The embargo is aimed largely at commercial and financial transactions and, most importantly, petroleum--the gasoline and diesel fuels that even in remotest Haiti are essential to life.
This is the third round of sanctions to strike Haiti's 6.5 million people in two years. The first, imposed by the Organization of American States, brought widespread starvation that cost 4,000 lives, according to the OAS. It was allowed to lapse when it was largely ignored.
A second boycott, this one imposed by the United Nations, took effect last June, again spreading misery; because this embargo was observed, however, it forced the military into negotiations to restore Aristide.
That effort ultimately failed. And that led the U.N. Security Council to order in October an end to petroleum shipments here.
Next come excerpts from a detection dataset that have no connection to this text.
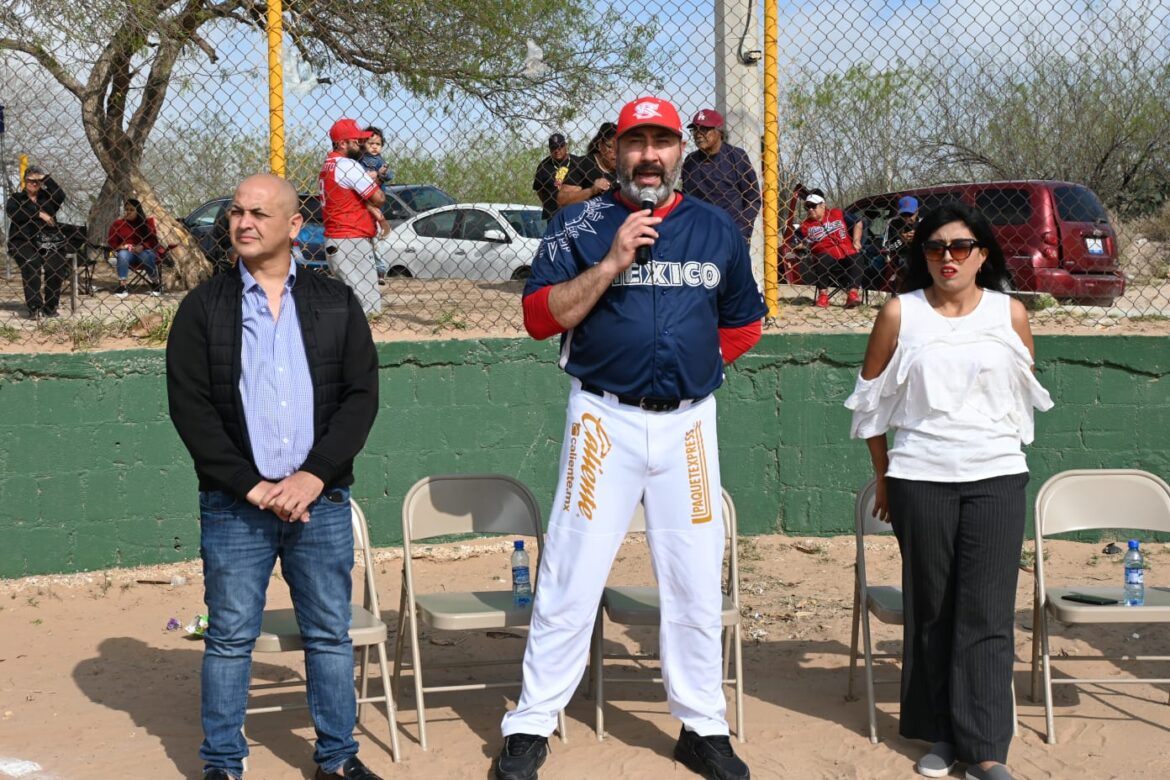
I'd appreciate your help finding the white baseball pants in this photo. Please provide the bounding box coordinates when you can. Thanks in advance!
[502,380,728,737]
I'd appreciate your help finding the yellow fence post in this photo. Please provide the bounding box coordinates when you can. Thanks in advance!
[268,0,285,178]
[763,0,780,319]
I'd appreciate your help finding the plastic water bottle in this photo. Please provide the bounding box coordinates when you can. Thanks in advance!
[512,539,532,608]
[1123,539,1145,607]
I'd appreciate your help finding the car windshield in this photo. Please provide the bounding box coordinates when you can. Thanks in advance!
[184,199,227,227]
[393,185,455,213]
[1053,186,1109,222]
[500,208,548,239]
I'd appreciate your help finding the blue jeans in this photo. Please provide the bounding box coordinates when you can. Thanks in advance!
[199,489,358,778]
[116,249,158,282]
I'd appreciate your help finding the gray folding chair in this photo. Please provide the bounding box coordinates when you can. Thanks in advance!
[848,479,1019,745]
[394,474,566,750]
[1032,469,1170,745]
[247,499,400,761]
[590,490,744,743]
[848,479,903,745]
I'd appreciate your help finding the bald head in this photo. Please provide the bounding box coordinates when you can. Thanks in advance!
[228,173,303,270]
[235,173,301,216]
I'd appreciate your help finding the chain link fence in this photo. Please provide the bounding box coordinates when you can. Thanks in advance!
[0,0,1170,351]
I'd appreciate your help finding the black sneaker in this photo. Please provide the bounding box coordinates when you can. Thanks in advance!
[674,726,751,780]
[495,734,549,780]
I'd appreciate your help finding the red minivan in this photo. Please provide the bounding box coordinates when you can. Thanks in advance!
[846,181,1126,305]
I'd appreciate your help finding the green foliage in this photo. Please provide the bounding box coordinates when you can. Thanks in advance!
[780,63,927,205]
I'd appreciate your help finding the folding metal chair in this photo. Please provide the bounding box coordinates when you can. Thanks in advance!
[590,490,744,743]
[1032,469,1170,745]
[848,479,903,745]
[393,474,566,750]
[848,479,1019,745]
[247,501,400,762]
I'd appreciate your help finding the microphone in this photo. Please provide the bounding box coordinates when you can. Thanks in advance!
[634,187,658,265]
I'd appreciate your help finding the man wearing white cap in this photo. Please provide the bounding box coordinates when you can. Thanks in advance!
[321,119,386,315]
[494,97,766,780]
[682,109,763,241]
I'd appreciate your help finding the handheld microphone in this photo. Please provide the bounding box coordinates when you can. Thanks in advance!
[634,187,658,265]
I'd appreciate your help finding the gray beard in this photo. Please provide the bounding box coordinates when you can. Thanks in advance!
[618,157,682,206]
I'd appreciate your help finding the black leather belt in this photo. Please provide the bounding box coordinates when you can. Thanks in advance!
[581,382,682,412]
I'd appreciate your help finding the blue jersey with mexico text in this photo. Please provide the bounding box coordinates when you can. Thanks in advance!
[524,194,766,399]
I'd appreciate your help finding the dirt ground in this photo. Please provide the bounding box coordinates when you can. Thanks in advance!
[0,536,1170,780]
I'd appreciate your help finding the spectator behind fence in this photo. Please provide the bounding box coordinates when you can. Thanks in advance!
[532,132,581,220]
[5,165,68,319]
[358,125,394,238]
[797,189,865,309]
[845,202,1052,780]
[105,198,163,298]
[321,119,386,315]
[166,174,378,780]
[682,109,763,242]
[557,122,618,208]
[358,125,394,186]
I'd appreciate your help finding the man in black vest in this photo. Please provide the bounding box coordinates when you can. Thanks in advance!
[166,174,378,780]
[532,132,580,220]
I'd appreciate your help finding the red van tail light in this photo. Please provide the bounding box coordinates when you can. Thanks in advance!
[1040,230,1060,261]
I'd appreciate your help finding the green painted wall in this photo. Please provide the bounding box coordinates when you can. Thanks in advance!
[0,334,1170,577]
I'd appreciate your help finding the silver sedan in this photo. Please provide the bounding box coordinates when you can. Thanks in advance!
[377,203,545,282]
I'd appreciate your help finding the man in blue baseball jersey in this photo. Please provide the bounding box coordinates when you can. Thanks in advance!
[495,97,765,780]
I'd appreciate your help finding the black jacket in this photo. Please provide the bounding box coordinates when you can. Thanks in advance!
[166,266,378,498]
[4,175,66,247]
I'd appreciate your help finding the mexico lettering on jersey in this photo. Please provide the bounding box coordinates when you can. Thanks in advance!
[800,208,856,260]
[319,152,378,239]
[524,194,766,399]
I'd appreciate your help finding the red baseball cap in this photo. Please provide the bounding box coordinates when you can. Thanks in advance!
[617,97,682,138]
[329,119,373,144]
[687,109,723,130]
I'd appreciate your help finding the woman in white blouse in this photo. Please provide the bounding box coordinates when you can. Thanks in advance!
[845,202,1052,780]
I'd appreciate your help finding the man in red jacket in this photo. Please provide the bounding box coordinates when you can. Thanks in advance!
[321,119,386,315]
[797,189,862,309]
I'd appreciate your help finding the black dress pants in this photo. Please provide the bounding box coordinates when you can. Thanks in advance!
[8,241,69,315]
[887,474,1028,764]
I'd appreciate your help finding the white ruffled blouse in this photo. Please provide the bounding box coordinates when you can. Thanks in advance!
[845,290,1052,482]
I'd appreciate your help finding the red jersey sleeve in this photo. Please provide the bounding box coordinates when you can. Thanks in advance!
[524,284,565,341]
[720,319,764,364]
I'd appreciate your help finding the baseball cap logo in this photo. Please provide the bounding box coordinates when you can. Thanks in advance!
[634,101,662,119]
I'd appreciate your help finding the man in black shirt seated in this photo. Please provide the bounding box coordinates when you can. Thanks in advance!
[532,132,581,220]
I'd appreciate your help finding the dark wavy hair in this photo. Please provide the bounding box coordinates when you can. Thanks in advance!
[585,122,618,157]
[124,198,146,225]
[900,200,1011,292]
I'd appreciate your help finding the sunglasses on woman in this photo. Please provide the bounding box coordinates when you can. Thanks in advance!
[922,239,983,263]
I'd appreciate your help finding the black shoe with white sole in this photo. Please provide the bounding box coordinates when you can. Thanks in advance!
[495,734,549,780]
[674,726,751,780]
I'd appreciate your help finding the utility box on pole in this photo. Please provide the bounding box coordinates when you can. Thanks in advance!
[715,0,764,289]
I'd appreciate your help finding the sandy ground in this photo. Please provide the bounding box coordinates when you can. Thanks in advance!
[0,536,1170,780]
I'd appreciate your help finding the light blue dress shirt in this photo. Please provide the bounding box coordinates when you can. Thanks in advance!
[239,263,314,481]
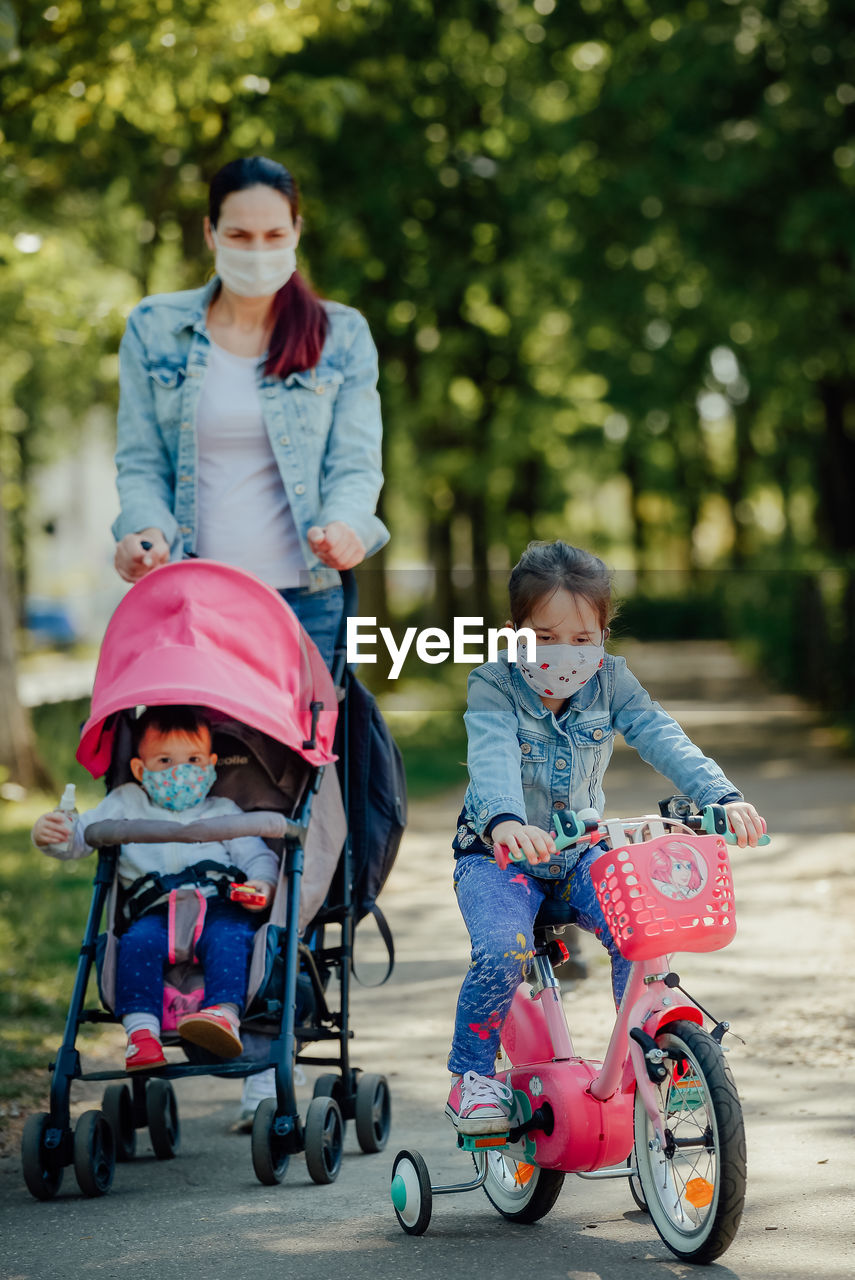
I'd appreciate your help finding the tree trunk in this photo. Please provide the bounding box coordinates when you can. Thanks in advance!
[0,476,50,787]
[819,383,855,552]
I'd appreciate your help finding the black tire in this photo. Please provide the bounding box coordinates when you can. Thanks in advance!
[146,1076,180,1160]
[635,1021,746,1262]
[355,1071,392,1155]
[390,1151,434,1235]
[472,1149,564,1222]
[74,1111,115,1196]
[101,1084,137,1164]
[303,1097,344,1185]
[20,1111,65,1199]
[251,1098,291,1187]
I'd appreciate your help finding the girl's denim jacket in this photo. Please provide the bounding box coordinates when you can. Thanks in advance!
[463,654,740,879]
[113,276,389,591]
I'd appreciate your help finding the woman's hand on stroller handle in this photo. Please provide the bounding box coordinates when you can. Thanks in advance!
[114,529,169,582]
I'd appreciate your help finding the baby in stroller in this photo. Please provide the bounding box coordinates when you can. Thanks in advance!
[32,707,278,1073]
[22,559,399,1199]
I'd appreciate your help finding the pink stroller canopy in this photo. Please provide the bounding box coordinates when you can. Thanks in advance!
[77,559,338,778]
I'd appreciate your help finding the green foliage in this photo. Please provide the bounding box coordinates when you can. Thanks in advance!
[0,0,855,727]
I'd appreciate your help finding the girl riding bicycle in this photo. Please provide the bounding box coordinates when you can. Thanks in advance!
[445,541,765,1134]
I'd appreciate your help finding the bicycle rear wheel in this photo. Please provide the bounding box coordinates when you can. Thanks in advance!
[472,1149,564,1222]
[635,1021,746,1262]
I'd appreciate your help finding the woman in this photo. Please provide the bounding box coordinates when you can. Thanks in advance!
[113,156,389,1128]
[113,156,389,663]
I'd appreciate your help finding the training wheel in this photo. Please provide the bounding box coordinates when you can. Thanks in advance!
[390,1151,434,1235]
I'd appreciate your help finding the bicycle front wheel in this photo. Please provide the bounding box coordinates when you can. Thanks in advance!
[635,1021,746,1262]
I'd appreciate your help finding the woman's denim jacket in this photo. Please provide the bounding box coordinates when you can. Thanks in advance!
[463,654,739,878]
[113,276,389,591]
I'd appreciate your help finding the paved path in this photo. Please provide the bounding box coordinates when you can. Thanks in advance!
[0,644,855,1280]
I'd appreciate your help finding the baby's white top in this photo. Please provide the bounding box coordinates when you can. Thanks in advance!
[42,782,279,888]
[196,342,306,589]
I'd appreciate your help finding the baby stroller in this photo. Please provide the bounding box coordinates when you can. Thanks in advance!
[22,559,404,1199]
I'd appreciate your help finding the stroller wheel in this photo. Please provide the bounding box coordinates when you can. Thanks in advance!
[356,1071,392,1155]
[252,1098,291,1187]
[303,1097,344,1184]
[74,1111,115,1196]
[20,1111,65,1199]
[146,1078,180,1160]
[101,1084,137,1162]
[390,1151,434,1235]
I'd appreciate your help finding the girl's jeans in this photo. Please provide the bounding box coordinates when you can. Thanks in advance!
[115,899,256,1019]
[279,586,344,667]
[448,850,630,1075]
So far, this embargo has done little, even by the accounts of U.S. and U.N. officials here, except make already desperate lives more miserable.
In all three boycotts, the people who were supposed to be harmed, the rich and their military allies, survived; some even prospered as they traded in black-market fuel.
But in the rural areas--where any restriction on the fragile economy, particularly the transportation sector, brings calamity--the suffering has been widespread.
In the northwest, a perpetually famine-stricken area, health workers and humanitarian organizations already report serious malnutrition. Officials at CARE, the American humanitarian organization that runs feeding centers in the area, say they are on the verge of shutting down because they are running short of fuel for trucks.
"People are already dying," one CARE worker said. "We know that, but because people can't get from their villages to the centers and we can't spare what little gas we have to get to them, we don't know the full extent."
Similar assessments come from Catholic Relief Services, which feeds almost 170,000 people in the southern sections. "We need 16,000 gallons (of fuel) now," said Doug Green, the agency's director. "We have plenty of food. The problem is getting it from the port.
"The situation is always so bad it is hard to imagine it getting worse," he said. "But it obviously can and it is. People are getting desperate."
The hardship here is almost impossible to escape. The cost of a bus ride, if a bus can be found, has quadrupled. It now costs 10 Haitian dollars for a one-way trip from Verrettes to St. Marc, about 18 miles away. But the highest-paid worker in the area earns only about seven Haitian dollars a day.
In central Haiti, the richest agricultural section of the country, relief workers and farmers express resignation, confusion and sometimes anger. "Hey, white man!" shouted one idle farmer to two reporters drinking beer. "Life is sweet if you can afford a beer."
The rice fields are filling with weeds and algae. In the hour it took to drive from the coastal highway here, a road lined by paddies, only one woman was seen harvesting. Where the roads once were so filled with drying rice husks it was almost impossible to drive down them, they now stand empty, except for pedestrians and goats.
The sides of the roads actually seem busy with foot traffic. Men plod slowly, stopping to stare at passing vehicles. Women walk with more purpose, balancing baskets on their heads, going to sell something or buy something.
"At least they hope so," the priest in Verrettes said. "But mostly they are just waiting."